In this post, I’ll cover the Cone Identification Algorithm, listing out the individual steps within it.

Cone Detection Dataflow

Original Image from Webcam

Our identification algorithm consists of a relatively simple image processing pipeline described below. We will work through a sample image starting from the source shown to the right:

Step A: First, we convert the image into the Hue Saturation Value color space, from the RGB values that our camera data source provides. In the HSV space, hue corresponds to color, and saturation and value determine how much color there is, and how white the color is. Since the traffic cones have a known color (orange), this helps us in later steps reject a lot of very unlikely regions of the visual field.

Hue Channel of HSV Transform


Step B: Second, we apply a limit filter to select only a subset of the hues and saturations, ignoring the value channel entirely. Both hue and saturation are parameterized by a center point and a range on either side of that center point which will be accepted. Since the hue values wrap around at 0, (red), we take care to select values on both sides of the center point. If the hue range does wrap around, we just do two limit operations, one for each side and merge the two together after the fact. The result of this process is a two color bitmap. It is black if there was no cone detected, white if there was a potential cone.

Bitmap with specific hue range selected

Step C: Next, we perform what OpenCV calls a “distance” transform on the resulting bitmap. This determines, for any given white pixel, how far it is to the nearest black pixel in any direction. Effectively, this will tell us how big any matched section is. It is not a terribly reliable indicator, as even a single black pixel in the middle of an otherwise large white area can result in halving the distance for all the pixels in that region. However, we use this to just discard regions that have a distance of 2 or less, which mostly throws away speckle noise. We also process each region in order of its distance score, so that we handle the biggest regions first.


Distance metric

Step D: At this point, we iterate through the connected regions starting at those which contain the largest “distance” points. For each, we measure the bounding rectangle of the region, and from that caculate the aspect ratio and the fill percentage of the region. The aspect ratio is just the width divided by the height. The fill percentage is the percentage of pixels inside the bounding rectangle which were marked as being a cone. To be considered a valid cone, the aspect ratio and fill percentage must be within certain configured limits.

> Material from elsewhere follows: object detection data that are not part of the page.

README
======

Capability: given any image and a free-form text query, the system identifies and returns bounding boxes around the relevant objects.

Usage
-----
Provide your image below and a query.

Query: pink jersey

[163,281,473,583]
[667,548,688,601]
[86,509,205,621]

Step E: Finally, if the putative cone passed all the above checks, the bounding rectangle is used to estimate the bearing and distance. The bearing estimation is relatively straightforward. We assume our camera has no distortion and a field of view of 66 degrees. From there, the x coordinate of the bounding box center linearly relates to the bearing angle. Range is estimated using the total number of pixels detected in this region assuming the cone is a perfect sphere. We calibrated the size of the sphere to match the visible surface area of a cone. If the detected region abuts one of the edges of the camera image, then range is not emitted at all, as the range will be suspect due to some of the pixels being off screen. The very last step is to estimate the bearing and range uncertainty, which the detector generates for 1 standard deviation away from the mean. A guess for the bearing value is made assuming a fixed number of pixels of error in the x direction. For range, we assume that some percentage of the pixels will be missed, which would errnoneously make the cone seem farther away than it actually is.

Next Steps

One all the qualifying regions are processed, or the maximum number of visible cones are found (4 for our case), then we call this image done and record the outputs. Next, these values go on to the “cone tracker”, which generates Cartesian coordinate positions for each cone. I’ll discuss that module later.